Israeli tanks and bulldozers moved back into the Rafah refugee camp in the Gaza Strip yesterday, just days after the Israeli army destroyed about 100 houses, leaving some 2,000 people homeless and eight, including two children, dead.

At the same time, the Israeli army ordered 15 Palestinians being held without trial to be permanently deported from the West Bank to Gaza - a move denounced by Israeli and international human rights groups as illegal.

Rafah refugee camp was already reeling after a three-day incursion in which the Israeli army crushed entire rows of houses with bulldozers as homeless Palestinians loaded their possessions on to carts. And yesterday the bulldozers returned.

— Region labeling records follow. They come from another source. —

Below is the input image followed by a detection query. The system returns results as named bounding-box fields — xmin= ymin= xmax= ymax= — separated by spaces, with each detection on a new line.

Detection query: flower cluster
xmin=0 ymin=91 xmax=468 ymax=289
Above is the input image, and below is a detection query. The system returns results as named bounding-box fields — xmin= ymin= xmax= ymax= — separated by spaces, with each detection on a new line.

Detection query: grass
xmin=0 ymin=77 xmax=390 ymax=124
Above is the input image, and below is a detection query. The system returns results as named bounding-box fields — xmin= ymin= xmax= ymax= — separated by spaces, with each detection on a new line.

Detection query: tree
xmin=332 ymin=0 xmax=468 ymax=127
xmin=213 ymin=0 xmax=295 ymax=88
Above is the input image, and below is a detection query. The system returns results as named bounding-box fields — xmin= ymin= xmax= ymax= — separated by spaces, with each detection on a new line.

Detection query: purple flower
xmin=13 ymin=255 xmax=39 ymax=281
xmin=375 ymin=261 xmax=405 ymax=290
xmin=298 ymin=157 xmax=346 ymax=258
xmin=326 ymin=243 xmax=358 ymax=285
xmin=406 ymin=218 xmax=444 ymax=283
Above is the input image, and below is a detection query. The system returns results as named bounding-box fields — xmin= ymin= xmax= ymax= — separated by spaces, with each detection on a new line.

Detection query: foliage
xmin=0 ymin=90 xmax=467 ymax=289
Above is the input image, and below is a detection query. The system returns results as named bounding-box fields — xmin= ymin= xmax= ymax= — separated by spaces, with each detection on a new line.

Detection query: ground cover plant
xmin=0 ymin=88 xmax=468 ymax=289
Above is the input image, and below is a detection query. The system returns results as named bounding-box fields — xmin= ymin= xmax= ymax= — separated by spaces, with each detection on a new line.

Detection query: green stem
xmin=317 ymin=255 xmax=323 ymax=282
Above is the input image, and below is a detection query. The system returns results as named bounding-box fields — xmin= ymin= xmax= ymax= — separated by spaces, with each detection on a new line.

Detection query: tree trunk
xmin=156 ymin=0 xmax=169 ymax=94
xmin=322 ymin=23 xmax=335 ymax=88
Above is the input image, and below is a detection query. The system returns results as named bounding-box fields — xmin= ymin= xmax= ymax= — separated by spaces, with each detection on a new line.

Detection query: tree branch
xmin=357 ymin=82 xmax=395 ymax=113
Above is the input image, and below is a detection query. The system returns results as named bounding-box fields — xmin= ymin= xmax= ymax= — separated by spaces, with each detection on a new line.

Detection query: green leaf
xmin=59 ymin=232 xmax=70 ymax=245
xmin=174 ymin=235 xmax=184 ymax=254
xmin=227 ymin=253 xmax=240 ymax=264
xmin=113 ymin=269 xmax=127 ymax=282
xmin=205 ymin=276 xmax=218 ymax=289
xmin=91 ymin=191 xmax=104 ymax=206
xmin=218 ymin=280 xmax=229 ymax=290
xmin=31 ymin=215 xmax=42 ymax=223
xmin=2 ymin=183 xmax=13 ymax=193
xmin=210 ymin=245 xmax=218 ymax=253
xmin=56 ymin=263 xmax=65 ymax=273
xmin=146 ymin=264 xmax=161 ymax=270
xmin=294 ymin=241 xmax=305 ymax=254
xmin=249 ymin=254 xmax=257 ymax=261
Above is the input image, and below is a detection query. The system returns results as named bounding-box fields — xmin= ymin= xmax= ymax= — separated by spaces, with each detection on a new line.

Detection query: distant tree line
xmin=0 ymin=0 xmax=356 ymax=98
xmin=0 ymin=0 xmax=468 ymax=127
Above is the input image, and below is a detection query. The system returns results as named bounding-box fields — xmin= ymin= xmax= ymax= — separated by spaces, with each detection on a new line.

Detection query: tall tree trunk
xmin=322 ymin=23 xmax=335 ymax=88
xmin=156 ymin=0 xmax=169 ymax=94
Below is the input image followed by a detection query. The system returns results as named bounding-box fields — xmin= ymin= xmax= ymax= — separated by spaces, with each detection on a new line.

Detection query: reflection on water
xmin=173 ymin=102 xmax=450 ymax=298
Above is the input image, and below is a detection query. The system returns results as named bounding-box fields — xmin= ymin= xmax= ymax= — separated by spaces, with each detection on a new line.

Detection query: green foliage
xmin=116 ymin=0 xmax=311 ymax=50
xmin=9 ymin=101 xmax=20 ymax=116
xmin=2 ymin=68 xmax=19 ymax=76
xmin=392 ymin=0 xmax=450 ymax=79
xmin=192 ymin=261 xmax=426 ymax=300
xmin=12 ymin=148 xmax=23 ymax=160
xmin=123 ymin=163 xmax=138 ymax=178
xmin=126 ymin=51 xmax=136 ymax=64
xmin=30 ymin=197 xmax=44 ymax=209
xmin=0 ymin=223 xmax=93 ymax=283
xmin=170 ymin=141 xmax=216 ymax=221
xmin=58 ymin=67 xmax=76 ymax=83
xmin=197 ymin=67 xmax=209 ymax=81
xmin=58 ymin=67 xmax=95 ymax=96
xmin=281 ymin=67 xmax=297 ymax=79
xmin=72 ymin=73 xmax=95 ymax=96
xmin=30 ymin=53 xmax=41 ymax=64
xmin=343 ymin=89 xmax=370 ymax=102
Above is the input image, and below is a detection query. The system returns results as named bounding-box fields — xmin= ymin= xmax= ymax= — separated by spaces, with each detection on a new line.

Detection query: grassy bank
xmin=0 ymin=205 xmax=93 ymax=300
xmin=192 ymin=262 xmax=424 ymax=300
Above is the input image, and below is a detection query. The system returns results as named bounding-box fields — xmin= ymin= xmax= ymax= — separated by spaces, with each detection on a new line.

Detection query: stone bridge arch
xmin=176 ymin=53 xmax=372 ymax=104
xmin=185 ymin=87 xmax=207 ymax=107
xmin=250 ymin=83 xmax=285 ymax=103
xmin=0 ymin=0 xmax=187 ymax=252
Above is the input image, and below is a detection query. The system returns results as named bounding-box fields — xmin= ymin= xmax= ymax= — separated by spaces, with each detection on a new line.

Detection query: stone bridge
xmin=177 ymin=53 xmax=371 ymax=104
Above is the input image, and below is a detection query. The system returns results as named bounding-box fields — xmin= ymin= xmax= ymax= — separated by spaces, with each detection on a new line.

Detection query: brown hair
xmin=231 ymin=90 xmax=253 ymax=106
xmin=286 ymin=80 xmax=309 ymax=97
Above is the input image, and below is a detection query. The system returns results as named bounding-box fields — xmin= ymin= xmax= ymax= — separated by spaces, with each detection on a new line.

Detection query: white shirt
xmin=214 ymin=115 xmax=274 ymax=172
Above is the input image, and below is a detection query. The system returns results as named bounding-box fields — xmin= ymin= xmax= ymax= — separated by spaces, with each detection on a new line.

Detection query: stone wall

The Israeli army claims the aim is to find and destroy tunnels under the nearby Egyptian border which are used by Palestinian militants to smuggle in guns and ammunition. But after the last incursion, in which the Israelis destroyed as many as 100 houses to find just three tunnels, they were accused of inflicting collective punishment on the Palestinians of Rafah.

The Israeli army at first disputed the number of houses destroyed. But after the figures were confirmed by the UN agency for Palestinian refugees, UNRWA, and by independent news reports, the Israeli commander in the region, Colonel Eyal Eisenberg, said: "I want people to ask how many houses we have not demolished, not how many we have."

There were no reports of any fatalitiesyesterday, but six Palestinians were said to be wounded. The Israeli army sealed off the refugee camp from the outside world, as it did in the first raid. The raid began with helicopters firing into the camp before dawn, witnesses. said. Then some 40 tanks and armoured bulldozers advanced and snipers took up positions. There was less resistance than in the first raid, when militants fired shoulder-launched rockets and threw grenades, the Israeli army reported.

The army said the incursion could last several days, but there are fears that troops may stay longer. That would follow a pattern over the past 18 months in which it has advanced into Palestinian cities, then withdrawn, only to return to stay a short time later.

Palestinian militants do use tunnels to smuggle small arms across the border. But the Israeli army has for some time been demolishing houses in an effort to create a buffer zone, and the raids have allowed it to accelerate the destruction.

Yesterday's expulsion of 15 alleged militants from the west Bank to Gaza could be the forerunner of further deportations. The army said it wanted to do the same to more Palestinian prisoners.

The move has been denounced as a breach of the Geneva Conventions. Although Article 78 allows an occupying power to "assign residence" to defuse security threats, the Israeli human rights group B'Tselem said it referred only to cases of immediate danger. "This doesn't sound to me like a clear danger to state security," said a B'Tselem spokesman, Noam Hoffstater. "It looks like they're trying to push the boundaries further."